Par ailleurs, si ces réseaux de la société civile marquent une spécificité franco-allemande, ils se sont élargis depuis longtemps à l’échelle européenne. Souvent les réalisations franco-allemandes ont été exemplaires et ont été repris par d’autres pays partenaires ou à l’échelle européenne. A titre d’exemple, il y a aujourd’hui en Europe 20.000 jumelages, les communes françaises réalisant à eux seuls 6.000 partenariats européens, tout comme les collectivités locales allemandes. Souvent, les partenariats bilatéraux s’ouvrent, comme le montre l’exemple de Ludwigsburg et de Montbéliard, qui viennent de passer tous les deux un nouveau jumelage avec la ville de Bergamo, en Italie. De même, on assiste à une prolifération de cursus intégrés universitaires avec d’autres pays européens, souvent inspirés par les réussites franco-allemandes.
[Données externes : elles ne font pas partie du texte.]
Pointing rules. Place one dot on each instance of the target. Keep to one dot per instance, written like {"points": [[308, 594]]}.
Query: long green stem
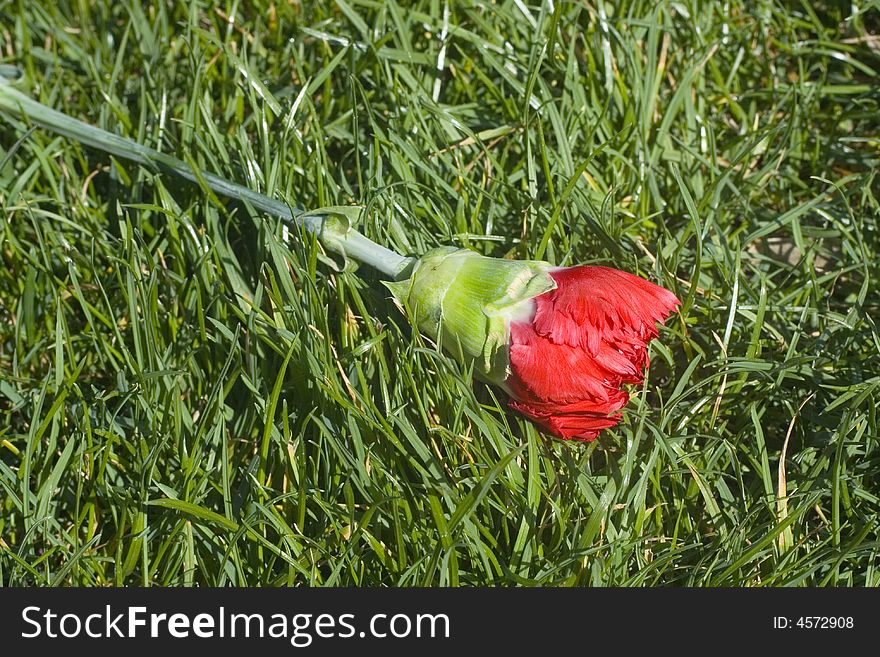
{"points": [[346, 241]]}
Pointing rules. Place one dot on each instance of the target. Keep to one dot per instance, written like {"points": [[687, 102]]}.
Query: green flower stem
{"points": [[333, 234]]}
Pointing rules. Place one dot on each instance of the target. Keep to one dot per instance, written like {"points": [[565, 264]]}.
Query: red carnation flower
{"points": [[587, 338], [561, 341]]}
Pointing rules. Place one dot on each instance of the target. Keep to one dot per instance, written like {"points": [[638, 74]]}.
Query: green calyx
{"points": [[466, 302]]}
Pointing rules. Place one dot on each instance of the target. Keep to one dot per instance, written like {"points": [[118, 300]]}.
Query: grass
{"points": [[186, 399]]}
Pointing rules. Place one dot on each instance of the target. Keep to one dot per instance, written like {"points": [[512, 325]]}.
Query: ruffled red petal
{"points": [[588, 337]]}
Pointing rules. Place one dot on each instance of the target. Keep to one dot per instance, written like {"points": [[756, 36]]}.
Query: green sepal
{"points": [[466, 302]]}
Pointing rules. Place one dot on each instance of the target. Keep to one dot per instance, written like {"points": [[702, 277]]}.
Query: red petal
{"points": [[588, 337]]}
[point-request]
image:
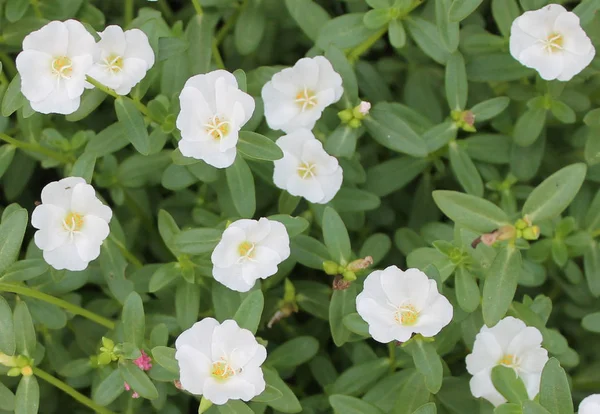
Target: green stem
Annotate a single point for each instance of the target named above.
(140, 106)
(36, 9)
(28, 146)
(71, 391)
(197, 7)
(355, 53)
(74, 309)
(128, 13)
(125, 252)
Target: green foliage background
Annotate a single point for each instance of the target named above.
(413, 163)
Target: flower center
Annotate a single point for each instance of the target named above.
(306, 99)
(553, 43)
(217, 127)
(510, 361)
(222, 371)
(62, 67)
(307, 170)
(246, 249)
(114, 63)
(406, 315)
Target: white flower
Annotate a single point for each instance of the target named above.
(306, 170)
(590, 405)
(249, 250)
(72, 224)
(295, 97)
(213, 110)
(53, 65)
(551, 41)
(220, 361)
(510, 343)
(398, 303)
(123, 60)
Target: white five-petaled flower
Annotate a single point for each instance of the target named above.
(72, 224)
(220, 361)
(123, 59)
(213, 110)
(590, 405)
(295, 97)
(510, 343)
(306, 170)
(551, 41)
(53, 65)
(398, 303)
(249, 250)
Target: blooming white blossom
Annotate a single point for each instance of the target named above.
(213, 110)
(249, 250)
(295, 97)
(551, 41)
(510, 343)
(220, 361)
(398, 303)
(590, 405)
(306, 170)
(72, 223)
(53, 65)
(123, 59)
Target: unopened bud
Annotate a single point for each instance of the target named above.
(331, 268)
(531, 233)
(360, 264)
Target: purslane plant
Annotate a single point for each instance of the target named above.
(252, 196)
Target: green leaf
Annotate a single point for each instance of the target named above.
(109, 389)
(555, 193)
(555, 393)
(465, 171)
(12, 231)
(508, 383)
(250, 311)
(388, 129)
(336, 237)
(345, 32)
(134, 320)
(359, 378)
(500, 284)
(469, 211)
(7, 339)
(461, 9)
(138, 380)
(187, 304)
(467, 291)
(241, 187)
(7, 398)
(308, 15)
(196, 241)
(25, 336)
(412, 395)
(342, 304)
(457, 88)
(165, 357)
(13, 98)
(344, 404)
(427, 362)
(293, 353)
(489, 109)
(27, 399)
(256, 146)
(288, 403)
(133, 122)
(529, 126)
(250, 28)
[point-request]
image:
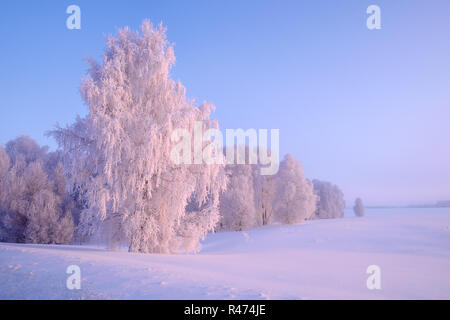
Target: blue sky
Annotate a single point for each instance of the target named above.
(366, 109)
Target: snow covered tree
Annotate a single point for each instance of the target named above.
(358, 208)
(121, 151)
(264, 186)
(33, 207)
(331, 201)
(295, 200)
(237, 204)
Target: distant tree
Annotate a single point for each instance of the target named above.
(237, 204)
(331, 201)
(121, 151)
(264, 186)
(358, 208)
(34, 206)
(295, 200)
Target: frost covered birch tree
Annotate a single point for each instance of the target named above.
(358, 208)
(295, 200)
(121, 151)
(331, 201)
(34, 205)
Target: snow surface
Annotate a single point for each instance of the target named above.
(320, 259)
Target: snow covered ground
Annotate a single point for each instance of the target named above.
(322, 259)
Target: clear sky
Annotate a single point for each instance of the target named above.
(368, 110)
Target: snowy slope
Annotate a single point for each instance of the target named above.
(322, 259)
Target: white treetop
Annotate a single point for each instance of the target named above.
(120, 152)
(295, 200)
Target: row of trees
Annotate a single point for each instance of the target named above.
(113, 177)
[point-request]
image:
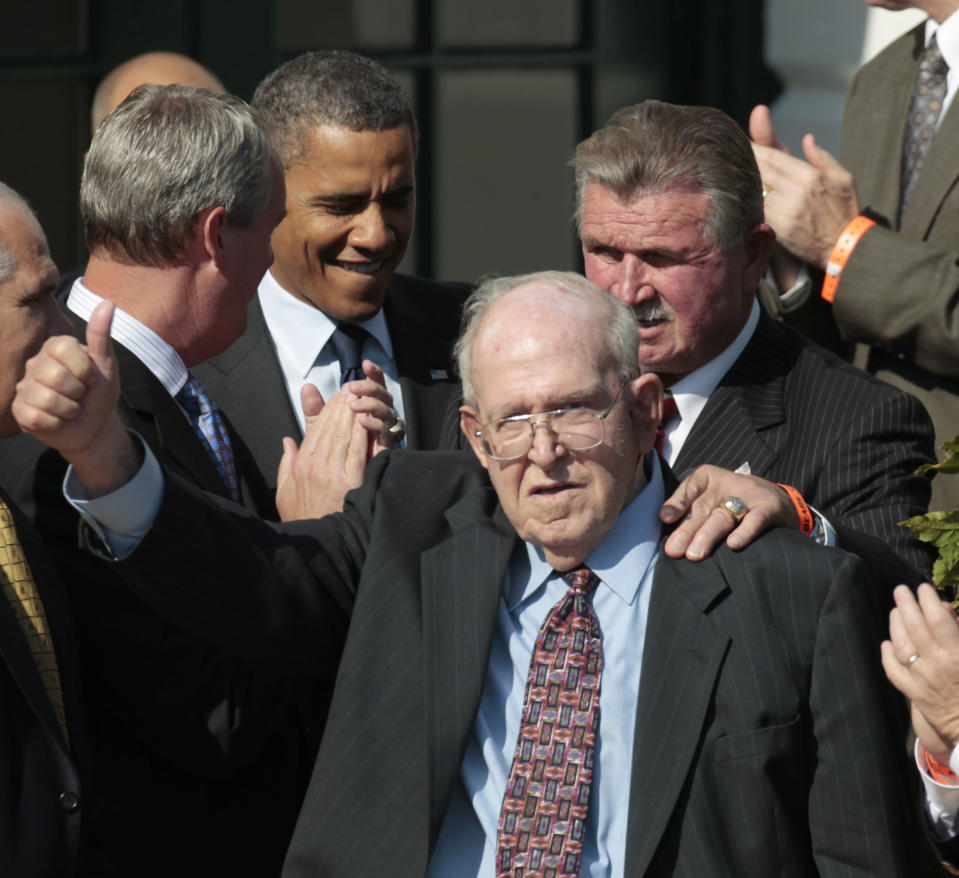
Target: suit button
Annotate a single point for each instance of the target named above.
(70, 802)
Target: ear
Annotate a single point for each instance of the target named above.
(646, 394)
(757, 246)
(209, 228)
(469, 424)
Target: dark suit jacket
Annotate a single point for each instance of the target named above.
(849, 443)
(765, 743)
(423, 318)
(40, 802)
(195, 758)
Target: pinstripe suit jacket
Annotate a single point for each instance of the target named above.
(765, 739)
(848, 442)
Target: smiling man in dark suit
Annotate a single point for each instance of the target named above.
(670, 215)
(347, 137)
(40, 803)
(527, 681)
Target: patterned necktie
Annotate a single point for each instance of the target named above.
(20, 590)
(670, 411)
(542, 822)
(347, 341)
(927, 98)
(205, 416)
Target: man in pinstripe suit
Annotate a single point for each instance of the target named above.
(739, 732)
(670, 213)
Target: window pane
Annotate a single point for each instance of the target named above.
(344, 24)
(507, 22)
(41, 26)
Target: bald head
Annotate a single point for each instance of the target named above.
(156, 68)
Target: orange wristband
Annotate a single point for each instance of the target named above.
(806, 521)
(843, 248)
(939, 772)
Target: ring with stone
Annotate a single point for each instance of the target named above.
(398, 430)
(735, 508)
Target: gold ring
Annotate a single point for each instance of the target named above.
(735, 508)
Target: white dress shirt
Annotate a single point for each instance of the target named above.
(301, 334)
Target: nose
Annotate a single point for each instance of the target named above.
(544, 449)
(371, 232)
(57, 323)
(632, 284)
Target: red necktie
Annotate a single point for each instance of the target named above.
(542, 822)
(670, 411)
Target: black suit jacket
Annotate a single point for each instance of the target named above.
(40, 790)
(848, 442)
(423, 319)
(194, 757)
(765, 741)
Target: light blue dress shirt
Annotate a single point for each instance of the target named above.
(624, 562)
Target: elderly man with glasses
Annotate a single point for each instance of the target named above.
(526, 684)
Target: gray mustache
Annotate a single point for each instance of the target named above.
(652, 311)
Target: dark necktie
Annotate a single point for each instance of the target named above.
(347, 341)
(207, 421)
(927, 97)
(670, 411)
(543, 818)
(20, 589)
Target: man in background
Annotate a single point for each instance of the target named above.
(883, 224)
(154, 68)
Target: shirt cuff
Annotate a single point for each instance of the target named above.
(121, 518)
(797, 294)
(824, 533)
(942, 801)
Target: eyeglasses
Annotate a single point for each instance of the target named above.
(576, 429)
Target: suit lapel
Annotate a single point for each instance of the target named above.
(462, 579)
(876, 145)
(153, 411)
(422, 362)
(682, 659)
(247, 370)
(732, 427)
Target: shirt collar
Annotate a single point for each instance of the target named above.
(149, 348)
(620, 560)
(301, 330)
(692, 392)
(947, 38)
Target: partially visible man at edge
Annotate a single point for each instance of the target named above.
(42, 801)
(215, 755)
(670, 212)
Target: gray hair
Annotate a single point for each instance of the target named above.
(652, 146)
(333, 88)
(617, 321)
(11, 200)
(166, 154)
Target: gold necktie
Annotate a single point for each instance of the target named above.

Quelle est la signification de cette présence active des acteurs locaux et de la société civile ? Tout d’abord, ils ont été les premiers acteurs de la réconciliation entre Français et Allemands, ce qui a permis de changer de fond en comble leurs rapports. Ils ont ainsi contribué à changer le climat général entre nos deux pays. Sans eux, le traité de l’Élysée ouvrant un nouveau chapitre d’une coopération gouvernementale n’aurait pas été possible. Ensuite, par leurs initiatives et actions de terrain, ces réseaux ont réussi à impliquer des « citoyens de base » et donner un contenu concret à l’amitié franco-allemande comme à l’Europe. « La plus-value particulière », résume un rapport empirique sur l’impact des jumelages, « réside dans la rencontre personnelle et la découverte des conditions de vie sur place. L’expérience de l’hospitalité et de l’accueil dans un environnement inconnu est une composante centrale de l’expérience d’échange et est souvent ressentie de manière très émotionnelle. Les rencontres amènent une conscience de la vie réelle dans le pays partenaire et rendent celle-ci tangible. »[6] Aujourd’hui, les activités des réseaux citoyens, comme celle des collectivités locales et de la coopération transfrontalière, continuent à marquer les relations bilatérales tout en s’ouvrant davantage vers d’autres pays et l’Europe. C’est grâce à eux que les formules de la diversité européenne ou de l’Europe citoyenne ne restent pas des concepts abstraits mais prennent une dimension concrètement vécue par les personnes impliquées. Or, si elle ne veut pas se cantonner à une communauté d’États portée par les seuls gouvernements, l’Europe a besoin de citoyens capables de penser, et agir, en Européens. C’est dans ce sens que les réseaux citoyens transnationaux franco-allemands comme européens, constituent autant d’éléments d’une Europe citoyenne.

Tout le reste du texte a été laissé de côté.